With the economic downturn hurting retail sales, advertisers are trying a new technique to get people to spend their precious dollars on their products: compassion. It’s not working for us, and we’re not even in that dire of financial straits, but maybe we’re just cheap.
LA Times: Tough economic times are making new cars, clothing and electronics a tough sell. So corporate marketers are trying a new message: We feel your pain…
With October retail sales the slowest since 1971 and automakers posting huge third-quarter losses, companies across the country are struggling to persuade consumers to buy their goods and services…
The best way to persuade them to buy, advertisers say, is to emphasise value. Consumers are looking for long-lasting products that are good for the environment and are worth every penny, even if they cost a little more than competing items. They also want to cut back on waste and spend smartly. A new crop of ads is speaking to these concerns…
Madison Avenue is sure to shift even more heavily in this direction because it takes weeks or months to produce a television ad and get it on the air. Some current ads hark back to days when value was only a small part of the equation.
The LAT offers more examples of thrift-focused ads and the companies behind them explaining why they feel consumers’ pain. Meanwhile, 3,000 miles away, the NYT noticed the same trend.
NY Times: As the economy rapidly deteriorates from flourishing to floundering, marketers are scrambling to remake their advertising so products seem affordable and sensible rather than indulgent and fabulous. For many big marketers, including automakers, retailers, consumer product companies and even financial services, a major shift in consumer psychology spells an end to the aspirational advertising that has dominated their campaigns for the last decade.

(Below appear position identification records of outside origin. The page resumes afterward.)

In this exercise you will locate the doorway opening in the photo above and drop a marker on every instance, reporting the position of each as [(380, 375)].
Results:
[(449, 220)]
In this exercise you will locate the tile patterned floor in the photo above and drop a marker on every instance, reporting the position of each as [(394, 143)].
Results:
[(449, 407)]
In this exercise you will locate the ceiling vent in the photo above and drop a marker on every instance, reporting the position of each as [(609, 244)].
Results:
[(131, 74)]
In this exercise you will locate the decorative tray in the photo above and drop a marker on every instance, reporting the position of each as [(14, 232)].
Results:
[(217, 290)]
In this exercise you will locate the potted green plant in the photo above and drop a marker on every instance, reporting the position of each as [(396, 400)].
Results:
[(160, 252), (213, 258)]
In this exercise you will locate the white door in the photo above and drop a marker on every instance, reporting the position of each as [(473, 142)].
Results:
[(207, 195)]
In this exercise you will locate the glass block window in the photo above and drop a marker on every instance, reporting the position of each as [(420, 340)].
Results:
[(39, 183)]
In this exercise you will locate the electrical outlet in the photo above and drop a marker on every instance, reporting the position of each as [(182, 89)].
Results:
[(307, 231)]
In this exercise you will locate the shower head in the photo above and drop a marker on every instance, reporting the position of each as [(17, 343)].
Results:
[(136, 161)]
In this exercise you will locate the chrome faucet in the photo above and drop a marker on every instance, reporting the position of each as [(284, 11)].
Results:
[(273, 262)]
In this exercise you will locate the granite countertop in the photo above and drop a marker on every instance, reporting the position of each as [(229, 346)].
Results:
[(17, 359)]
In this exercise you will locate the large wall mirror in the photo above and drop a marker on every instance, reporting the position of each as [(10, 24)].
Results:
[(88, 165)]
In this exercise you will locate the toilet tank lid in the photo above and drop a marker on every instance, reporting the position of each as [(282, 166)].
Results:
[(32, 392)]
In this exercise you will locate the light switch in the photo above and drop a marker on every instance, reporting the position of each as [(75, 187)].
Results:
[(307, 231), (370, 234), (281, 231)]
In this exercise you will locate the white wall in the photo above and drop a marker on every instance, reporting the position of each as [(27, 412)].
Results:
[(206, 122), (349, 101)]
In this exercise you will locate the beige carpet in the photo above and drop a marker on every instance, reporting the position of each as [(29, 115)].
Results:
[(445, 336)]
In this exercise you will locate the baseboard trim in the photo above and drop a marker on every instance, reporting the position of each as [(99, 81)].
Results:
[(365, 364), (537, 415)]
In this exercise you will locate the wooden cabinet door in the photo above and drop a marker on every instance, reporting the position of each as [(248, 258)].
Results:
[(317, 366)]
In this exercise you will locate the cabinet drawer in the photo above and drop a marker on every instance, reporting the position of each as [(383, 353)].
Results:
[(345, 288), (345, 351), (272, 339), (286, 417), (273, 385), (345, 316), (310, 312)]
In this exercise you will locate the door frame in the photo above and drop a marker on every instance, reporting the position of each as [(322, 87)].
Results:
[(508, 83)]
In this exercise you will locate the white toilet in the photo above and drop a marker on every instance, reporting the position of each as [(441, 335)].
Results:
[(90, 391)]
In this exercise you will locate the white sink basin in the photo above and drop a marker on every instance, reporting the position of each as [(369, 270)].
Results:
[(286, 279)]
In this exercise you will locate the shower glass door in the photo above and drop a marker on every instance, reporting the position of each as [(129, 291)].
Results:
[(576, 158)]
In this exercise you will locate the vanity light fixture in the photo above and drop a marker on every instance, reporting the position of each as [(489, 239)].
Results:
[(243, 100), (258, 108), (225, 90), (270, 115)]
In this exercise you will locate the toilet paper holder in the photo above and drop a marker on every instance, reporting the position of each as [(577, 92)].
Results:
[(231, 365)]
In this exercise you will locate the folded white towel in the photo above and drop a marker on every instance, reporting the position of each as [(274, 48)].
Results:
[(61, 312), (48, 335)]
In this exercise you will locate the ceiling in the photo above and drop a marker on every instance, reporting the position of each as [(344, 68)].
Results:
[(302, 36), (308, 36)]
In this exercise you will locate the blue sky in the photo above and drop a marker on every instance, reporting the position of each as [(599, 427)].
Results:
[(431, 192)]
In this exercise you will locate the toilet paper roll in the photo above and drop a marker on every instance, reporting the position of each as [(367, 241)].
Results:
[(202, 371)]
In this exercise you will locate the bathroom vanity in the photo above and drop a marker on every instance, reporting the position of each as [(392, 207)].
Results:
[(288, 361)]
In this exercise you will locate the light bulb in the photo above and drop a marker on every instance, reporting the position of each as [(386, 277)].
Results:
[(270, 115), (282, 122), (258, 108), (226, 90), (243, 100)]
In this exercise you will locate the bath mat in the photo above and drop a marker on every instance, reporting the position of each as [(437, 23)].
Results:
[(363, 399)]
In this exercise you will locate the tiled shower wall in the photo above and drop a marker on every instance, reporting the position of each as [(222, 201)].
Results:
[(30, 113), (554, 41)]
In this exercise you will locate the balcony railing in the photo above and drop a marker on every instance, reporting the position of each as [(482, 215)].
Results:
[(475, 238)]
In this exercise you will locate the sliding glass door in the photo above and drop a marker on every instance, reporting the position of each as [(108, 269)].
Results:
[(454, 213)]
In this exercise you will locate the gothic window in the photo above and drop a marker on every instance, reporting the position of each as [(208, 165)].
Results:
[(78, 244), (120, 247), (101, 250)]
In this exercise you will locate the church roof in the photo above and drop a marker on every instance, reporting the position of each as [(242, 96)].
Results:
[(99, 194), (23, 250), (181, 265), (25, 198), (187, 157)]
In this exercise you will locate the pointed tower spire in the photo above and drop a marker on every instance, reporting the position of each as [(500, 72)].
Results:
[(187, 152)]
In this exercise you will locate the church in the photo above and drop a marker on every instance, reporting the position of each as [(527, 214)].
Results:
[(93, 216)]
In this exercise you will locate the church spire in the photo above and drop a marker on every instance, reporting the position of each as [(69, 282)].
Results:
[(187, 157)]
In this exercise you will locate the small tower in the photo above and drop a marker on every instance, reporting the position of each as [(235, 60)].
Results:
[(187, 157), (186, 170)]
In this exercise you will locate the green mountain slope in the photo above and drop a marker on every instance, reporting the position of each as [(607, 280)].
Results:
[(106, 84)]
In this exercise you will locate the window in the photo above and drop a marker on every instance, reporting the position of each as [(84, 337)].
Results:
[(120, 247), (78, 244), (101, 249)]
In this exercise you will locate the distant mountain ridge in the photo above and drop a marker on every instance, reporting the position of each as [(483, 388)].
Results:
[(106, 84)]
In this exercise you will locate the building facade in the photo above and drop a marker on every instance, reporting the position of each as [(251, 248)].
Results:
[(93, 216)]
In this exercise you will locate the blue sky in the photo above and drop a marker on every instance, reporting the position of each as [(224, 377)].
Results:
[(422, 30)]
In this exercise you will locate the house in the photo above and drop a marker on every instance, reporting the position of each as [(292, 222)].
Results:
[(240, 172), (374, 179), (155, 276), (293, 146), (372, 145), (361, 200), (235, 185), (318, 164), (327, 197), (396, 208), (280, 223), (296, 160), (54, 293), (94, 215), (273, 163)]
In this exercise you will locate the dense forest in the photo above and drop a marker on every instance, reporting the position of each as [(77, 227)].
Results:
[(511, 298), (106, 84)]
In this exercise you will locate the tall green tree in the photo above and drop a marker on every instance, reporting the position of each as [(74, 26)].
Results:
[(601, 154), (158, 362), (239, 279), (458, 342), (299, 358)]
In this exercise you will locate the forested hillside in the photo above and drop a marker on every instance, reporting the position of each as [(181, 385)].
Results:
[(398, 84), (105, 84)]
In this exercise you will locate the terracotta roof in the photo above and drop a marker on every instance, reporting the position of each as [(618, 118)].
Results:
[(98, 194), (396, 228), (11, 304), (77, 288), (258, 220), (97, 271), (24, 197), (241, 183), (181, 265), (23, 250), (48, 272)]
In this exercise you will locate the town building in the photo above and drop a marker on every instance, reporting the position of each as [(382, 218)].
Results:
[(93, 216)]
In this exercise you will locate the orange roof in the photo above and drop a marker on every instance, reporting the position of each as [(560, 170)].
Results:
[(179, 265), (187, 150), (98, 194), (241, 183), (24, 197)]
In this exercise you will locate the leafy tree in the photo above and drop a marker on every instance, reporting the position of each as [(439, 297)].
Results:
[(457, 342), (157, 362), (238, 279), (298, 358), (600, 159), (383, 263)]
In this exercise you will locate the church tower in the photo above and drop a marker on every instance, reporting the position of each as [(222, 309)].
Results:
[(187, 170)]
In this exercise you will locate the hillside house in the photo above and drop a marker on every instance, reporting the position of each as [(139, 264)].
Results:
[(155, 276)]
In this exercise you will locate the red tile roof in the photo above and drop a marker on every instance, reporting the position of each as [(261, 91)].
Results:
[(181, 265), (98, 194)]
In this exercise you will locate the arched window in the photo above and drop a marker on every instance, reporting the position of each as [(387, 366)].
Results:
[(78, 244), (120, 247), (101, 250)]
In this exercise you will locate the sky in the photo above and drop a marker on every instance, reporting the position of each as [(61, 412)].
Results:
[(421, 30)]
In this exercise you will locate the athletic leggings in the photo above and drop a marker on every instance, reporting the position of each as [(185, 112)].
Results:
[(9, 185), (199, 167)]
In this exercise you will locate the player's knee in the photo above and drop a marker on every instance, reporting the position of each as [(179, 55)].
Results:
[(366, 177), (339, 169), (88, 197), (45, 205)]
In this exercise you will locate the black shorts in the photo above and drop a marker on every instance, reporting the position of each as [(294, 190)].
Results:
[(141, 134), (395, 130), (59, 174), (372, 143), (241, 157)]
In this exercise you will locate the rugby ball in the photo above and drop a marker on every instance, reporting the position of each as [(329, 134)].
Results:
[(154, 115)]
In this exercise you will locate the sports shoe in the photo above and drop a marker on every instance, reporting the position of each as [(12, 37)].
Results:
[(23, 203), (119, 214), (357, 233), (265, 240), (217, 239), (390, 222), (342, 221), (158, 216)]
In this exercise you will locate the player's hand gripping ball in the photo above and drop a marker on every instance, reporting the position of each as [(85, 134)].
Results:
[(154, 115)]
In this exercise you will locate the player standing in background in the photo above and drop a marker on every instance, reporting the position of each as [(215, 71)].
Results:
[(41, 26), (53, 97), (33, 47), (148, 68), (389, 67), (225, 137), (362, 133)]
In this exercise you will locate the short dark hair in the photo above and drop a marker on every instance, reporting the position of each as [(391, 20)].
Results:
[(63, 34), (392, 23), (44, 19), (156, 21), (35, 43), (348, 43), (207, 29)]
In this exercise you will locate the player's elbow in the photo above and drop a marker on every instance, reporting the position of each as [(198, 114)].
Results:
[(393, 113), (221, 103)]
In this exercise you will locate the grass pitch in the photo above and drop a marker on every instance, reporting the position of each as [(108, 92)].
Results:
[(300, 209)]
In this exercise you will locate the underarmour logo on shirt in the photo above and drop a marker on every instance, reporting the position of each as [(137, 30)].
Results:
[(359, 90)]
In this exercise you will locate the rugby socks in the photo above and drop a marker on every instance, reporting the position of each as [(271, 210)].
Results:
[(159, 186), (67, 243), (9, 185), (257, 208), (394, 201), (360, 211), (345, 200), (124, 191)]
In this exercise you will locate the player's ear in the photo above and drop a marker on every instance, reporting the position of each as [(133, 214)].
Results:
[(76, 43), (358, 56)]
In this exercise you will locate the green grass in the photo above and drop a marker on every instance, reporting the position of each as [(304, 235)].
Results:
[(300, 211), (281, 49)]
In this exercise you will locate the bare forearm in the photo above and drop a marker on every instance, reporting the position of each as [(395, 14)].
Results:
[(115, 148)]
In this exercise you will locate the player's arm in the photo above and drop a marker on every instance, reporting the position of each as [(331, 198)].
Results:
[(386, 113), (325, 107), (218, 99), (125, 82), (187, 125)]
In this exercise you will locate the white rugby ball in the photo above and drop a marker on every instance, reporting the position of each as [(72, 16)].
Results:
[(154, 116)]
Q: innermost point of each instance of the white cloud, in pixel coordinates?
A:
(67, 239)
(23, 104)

There is a sense that expensive purchases — even if consumers can afford them — have become gauche, said Stephen J. Hoch, professor of marketing and director of the Jay H. Baker Retailing Initiative at the Wharton School of the University of Pennsylvania.
“At times like this, you don’t want to be as conspicuous,” Mr. Hoch said. “It’s really rude.”
That is true. It is rude to shop when others are struggling.
The trend toward frugality is sweeping along even wealthier Americans, or those Americans who still consider themselves wealthy after the last few months.
The well-to-do are “making lists, they’re planning, they’re comparison shopping, they’re starting to think more strategically,” said Pam Danziger, president of Unity Marketing, a market research company in Stevens, Pa.
Even so, she added, “many are simply staying out of the stores.”